Bulimia (buh-LEE -me-ah) nervosa, typically called bulimia, is a type of eating disorder. The essential features of bulimia nervosa include eating binges followed by feelings of guilt, humiliation, and self-deprecation. These feelings precipitate the patient’s engaging in self-induced vomiting. the use of laxatives or diuretics, or strict dieting or fasting to overcome the effects of the binges. Unless the patient devotes an excessive amount of time to binging and purging, bulimia nervosa seldom is incapacitating.
Most people with bulimia nervosa are females, ranging in age from the teens to early 20s, who are preoccupied with their weight and body image. Bulimia nervosa affects all races, but is most often diagnosed in Caucasian women.
The exact cause of bulimia is unknown, but various psychosocial factors are thought to contribute to its development. Such factors include family disturbance or conflict, sexual abuse, maladaptive learned behavior, struggle for control or self-identity, cultural overemphasis on physical appearance, and parental obesity. Bulimia nervosa is strongly associated with depression.
Signs and symptoms
- self-induced vomiting (usually secretive)
- inappropriate use of diuretics or laxatives
- overachieving behavior
- persistent preoccupation with eating and an irresistible craving for food.
Treatment of bulimia nervosa may continue for several years. Interrelated physical and psychological symptoms must be treated simultaneously. Merely promoting weight gain isn’t sufficient to guarantee long-term recovery. A patient whose physical status is severely compromised by inadequate or chaotic eating patterns is difficult to engage in the psychotherapeutic process.
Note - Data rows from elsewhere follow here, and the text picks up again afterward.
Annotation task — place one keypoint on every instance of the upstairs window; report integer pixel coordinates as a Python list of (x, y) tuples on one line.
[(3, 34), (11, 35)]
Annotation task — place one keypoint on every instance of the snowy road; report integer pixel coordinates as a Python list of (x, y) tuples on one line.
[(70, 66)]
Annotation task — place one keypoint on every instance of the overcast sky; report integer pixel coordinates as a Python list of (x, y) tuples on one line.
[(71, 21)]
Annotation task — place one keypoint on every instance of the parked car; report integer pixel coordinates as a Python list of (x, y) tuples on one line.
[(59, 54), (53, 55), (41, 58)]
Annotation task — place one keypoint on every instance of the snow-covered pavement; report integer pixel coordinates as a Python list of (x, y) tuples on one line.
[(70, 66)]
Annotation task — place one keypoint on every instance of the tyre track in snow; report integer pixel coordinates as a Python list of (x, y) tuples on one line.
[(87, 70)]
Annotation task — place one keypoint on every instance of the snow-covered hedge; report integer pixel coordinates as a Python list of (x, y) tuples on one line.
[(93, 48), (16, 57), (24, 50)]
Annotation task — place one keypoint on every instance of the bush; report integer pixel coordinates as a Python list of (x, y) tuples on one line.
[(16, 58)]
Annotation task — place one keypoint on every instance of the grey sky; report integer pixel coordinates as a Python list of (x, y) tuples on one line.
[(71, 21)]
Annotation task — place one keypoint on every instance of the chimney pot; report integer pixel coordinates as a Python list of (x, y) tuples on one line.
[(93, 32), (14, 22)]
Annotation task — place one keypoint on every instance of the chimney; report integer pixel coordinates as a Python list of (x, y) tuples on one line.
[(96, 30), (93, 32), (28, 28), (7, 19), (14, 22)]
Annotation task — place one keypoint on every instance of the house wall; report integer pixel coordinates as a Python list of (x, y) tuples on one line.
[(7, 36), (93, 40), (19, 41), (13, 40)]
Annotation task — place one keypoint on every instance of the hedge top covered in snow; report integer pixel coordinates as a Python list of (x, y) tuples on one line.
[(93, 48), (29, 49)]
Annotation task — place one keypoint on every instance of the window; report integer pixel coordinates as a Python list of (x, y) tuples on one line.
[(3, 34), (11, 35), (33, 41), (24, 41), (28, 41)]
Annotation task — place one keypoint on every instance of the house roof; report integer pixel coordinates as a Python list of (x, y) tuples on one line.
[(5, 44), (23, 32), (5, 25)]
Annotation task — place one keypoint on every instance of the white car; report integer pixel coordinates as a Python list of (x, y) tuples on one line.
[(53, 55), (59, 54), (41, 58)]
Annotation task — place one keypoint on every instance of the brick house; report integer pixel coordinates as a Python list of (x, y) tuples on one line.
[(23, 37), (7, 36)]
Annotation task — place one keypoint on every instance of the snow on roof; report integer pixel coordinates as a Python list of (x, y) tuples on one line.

Psychotherapy focuses on breaking the binge-purge cycle and helping the patient regain control over eating behavior. Treatment may occur in either an inpatient or outpatient setting. It includes behavior modification therapy, possibly in highly structured psychoeducational group meetings. Individual psychotherapy and family therapy, which address the eating disorder as a symptom of unresolved conflict, may help the patient understand the basis of her behavior and teach her selfcontrol strategies. Antidepressant drugs such as imipramine may be used to supplement psychotherapy.
The patient also may benefit from participation in self-help groups such as Overeaters Anonymous or in a drug rehabilitation program if she has a concurrent substance abuse problem.
Preventive measures to reduce the incidence of bulimia are not known at this time. However, early detection and intervention can reduce the severity of symptoms, enhance the process of normal growth and development, and improve the quality of life experienced by adolescents with bulimia. Encouraging healthy eating habits and realistic attitudes toward weight and diet may also be helpful.